Ils sont là, ils sont beaux, plus vivants que vivants. Simple Minds nous livre son dix-neuvième album dans un apprêtement de toute première fraîcheur. De nos jours, on déteste l’âgisme prédominant à feu doux, d’autant plus quand celui-ci est injustifié. Le groupe de Jim Kerr et Charlie Burchill, possiblement le plus important de cette pop-rock glacée que l’on nomme encore new wave, a toutes ses dents, prêt à mettre au piquet tous les prétendus rockeurs en couche-culotte.
En avoir plein le cœur
Le constat s’impose dès les premières minutes. C’est avec ébahissement que le groupe retrouve la niaque de sa prime jeunesse. Conçu, lui aussi, en pleine crise sanitaire, on n’avait pas entendu un album de vétérans aussi tonifiant depuis Mathusalem. Le premier titre, Vision Things, dédié au père de Kerr, nous conditionne et rappelle qui sont les tauliers du rock celtique. On reconnaît vite nos anciens copains de route, accueillis à bras ouverts : la ligne de synthé sonne présente, toujours aussi onirique et venteuse ; le précipité de guitares pour électriser les foules est là ; quant à la voix de Kerr, elle tient la dragée haute, menant le vaisseau à la maison. Le temps a fait son œuvre : ce n’est plus le timbre des albums Life In a Day (1979) ou New Gold Dream 81/82/83/84 (1982), celui-ci étant passé d’une voix de glace à une plus enflammée. C’est ce souffle incantatoire traversant l’album qui a fait la signature du groupe, et celui-ci trouve sa forme la plus mûre ici. On ne sait combien de temps durera encore l’histoire, mais c’est d’elle dont on se souviendra. Oui.

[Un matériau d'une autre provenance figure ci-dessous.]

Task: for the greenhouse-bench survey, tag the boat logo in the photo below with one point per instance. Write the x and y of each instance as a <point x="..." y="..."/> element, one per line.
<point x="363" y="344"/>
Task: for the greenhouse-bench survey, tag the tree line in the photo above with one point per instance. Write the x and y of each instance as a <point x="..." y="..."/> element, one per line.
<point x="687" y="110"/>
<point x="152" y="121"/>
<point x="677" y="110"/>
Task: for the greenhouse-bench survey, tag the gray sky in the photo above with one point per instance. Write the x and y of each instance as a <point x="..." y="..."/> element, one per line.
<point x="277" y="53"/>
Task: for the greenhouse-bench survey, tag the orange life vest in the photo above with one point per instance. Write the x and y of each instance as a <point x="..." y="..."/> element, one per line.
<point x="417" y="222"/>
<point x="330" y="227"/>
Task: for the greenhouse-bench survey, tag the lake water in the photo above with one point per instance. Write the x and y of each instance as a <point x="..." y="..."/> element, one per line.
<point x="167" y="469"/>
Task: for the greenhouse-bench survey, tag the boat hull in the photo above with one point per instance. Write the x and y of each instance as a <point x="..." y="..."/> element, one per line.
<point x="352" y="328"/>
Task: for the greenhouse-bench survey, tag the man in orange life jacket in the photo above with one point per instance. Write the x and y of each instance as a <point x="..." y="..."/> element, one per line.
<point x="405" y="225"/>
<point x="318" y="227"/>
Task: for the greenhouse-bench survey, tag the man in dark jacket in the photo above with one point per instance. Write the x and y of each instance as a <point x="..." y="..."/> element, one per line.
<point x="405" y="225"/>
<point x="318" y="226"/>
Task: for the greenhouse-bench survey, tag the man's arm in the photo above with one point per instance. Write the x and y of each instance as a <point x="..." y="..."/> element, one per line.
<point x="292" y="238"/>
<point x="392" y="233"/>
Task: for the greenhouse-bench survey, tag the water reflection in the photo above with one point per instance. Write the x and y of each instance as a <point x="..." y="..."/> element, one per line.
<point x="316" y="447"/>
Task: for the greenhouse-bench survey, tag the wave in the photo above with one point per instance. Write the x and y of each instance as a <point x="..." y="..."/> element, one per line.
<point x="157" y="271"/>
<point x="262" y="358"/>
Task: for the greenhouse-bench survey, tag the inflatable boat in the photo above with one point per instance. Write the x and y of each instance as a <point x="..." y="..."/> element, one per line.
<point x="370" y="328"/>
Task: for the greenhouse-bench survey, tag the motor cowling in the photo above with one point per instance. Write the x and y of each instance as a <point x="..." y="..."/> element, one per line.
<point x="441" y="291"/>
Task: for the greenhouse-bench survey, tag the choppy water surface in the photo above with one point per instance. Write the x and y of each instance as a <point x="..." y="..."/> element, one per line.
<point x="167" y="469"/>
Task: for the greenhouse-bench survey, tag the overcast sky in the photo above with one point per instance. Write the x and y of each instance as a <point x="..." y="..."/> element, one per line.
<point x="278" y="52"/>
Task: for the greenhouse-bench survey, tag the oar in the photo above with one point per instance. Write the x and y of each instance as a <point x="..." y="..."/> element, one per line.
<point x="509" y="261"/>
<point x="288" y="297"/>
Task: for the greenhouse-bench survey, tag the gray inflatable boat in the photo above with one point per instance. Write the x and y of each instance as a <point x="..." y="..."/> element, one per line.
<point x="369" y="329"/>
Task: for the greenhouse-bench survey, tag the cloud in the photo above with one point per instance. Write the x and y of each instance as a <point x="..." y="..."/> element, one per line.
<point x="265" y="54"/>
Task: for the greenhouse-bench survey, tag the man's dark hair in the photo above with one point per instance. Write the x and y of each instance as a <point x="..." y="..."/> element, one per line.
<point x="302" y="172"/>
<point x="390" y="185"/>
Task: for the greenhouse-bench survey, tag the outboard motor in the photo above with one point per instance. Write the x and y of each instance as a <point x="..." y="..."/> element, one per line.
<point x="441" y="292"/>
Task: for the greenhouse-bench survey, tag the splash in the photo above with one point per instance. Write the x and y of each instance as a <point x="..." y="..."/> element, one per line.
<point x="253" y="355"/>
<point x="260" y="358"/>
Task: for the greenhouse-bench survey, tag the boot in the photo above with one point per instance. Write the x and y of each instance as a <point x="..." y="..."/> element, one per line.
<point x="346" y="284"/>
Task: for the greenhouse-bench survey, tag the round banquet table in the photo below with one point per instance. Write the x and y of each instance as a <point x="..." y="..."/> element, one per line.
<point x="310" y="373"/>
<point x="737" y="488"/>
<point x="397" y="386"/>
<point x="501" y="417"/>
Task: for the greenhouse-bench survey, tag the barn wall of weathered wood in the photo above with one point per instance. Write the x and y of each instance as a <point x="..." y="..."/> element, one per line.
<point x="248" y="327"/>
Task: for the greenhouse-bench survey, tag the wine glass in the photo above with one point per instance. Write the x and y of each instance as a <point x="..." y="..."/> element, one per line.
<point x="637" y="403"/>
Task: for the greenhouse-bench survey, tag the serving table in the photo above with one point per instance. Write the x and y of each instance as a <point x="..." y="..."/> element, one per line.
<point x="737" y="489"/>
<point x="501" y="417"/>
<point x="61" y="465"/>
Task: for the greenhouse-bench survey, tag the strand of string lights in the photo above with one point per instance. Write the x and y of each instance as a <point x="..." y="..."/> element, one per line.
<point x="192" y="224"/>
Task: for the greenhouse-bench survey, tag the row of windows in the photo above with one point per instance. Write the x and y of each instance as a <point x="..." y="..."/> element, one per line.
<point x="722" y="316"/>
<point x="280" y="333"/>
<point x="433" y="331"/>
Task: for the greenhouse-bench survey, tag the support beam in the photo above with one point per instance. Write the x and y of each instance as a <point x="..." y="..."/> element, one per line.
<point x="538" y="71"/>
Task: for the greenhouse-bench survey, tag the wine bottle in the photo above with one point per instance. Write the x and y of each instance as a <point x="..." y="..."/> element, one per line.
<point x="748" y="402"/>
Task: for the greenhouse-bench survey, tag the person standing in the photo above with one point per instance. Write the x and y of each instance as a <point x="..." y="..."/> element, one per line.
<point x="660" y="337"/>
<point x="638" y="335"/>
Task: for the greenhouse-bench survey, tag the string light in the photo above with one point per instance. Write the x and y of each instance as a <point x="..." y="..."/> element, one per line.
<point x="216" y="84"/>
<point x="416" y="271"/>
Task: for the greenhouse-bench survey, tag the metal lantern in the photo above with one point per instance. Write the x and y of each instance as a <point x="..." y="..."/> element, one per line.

De ce nouvel album émane alors une incroyable joie. Human Traffic est en soi un pur morceau de bravoure, tout aussi rock que pop. L’ami Russel Mael des Sparks prête main et voix fortes, et les accords et harmonies déployés semblent d’une efficacité imparable. L’album atteint ce parfait entrelacement de guitares pleines d’une chaude énergie, de battements chamaniques et de tonalités synthétiques à la froideur argentée. L’ensemble se noyaute parfaitement au creux de l’oreille, nos batteries ainsi chargées. L’album est truffé de ces sortilèges sonores, qu’il s’agisse de gimmick de lignes cristallines ou de psalmodies incantatoires (le « only » tarabusté comme un mantra invoquant les liesses). Même sur un titre plus faible comme First You Jump, l’album fait pleuvoir des grilles de guitares sans prévenir son audimat. Mais ça, c’est avant que le groupe nous fasse un Solstice Kiss de la mort. Le travail de réverbération y est tout bonnement stupéfiant. Kerr et sa bande semblent presque invectiver de l’œil leurs rivaux de toujours et dire, le sourire dans la voix : « bah alors, les U2, vous en dites quoi là, hein? ». La basse chauffe la foule, les synthés sortent en grande pompe et les guitares hurlent à l’assaut, libérant ainsi les sacro-saints courants d’air d’Écosse alternant le chaud-froid, là encore une marque du groupe trouvant sa parfaite mesure. La vocaliste Sarah Brown – fidèle en son rôle d’arrière-ligne, et qui évoquera nos souvenirs de All The Things She Said – achève de nous catapulter dans un valhalla sonique.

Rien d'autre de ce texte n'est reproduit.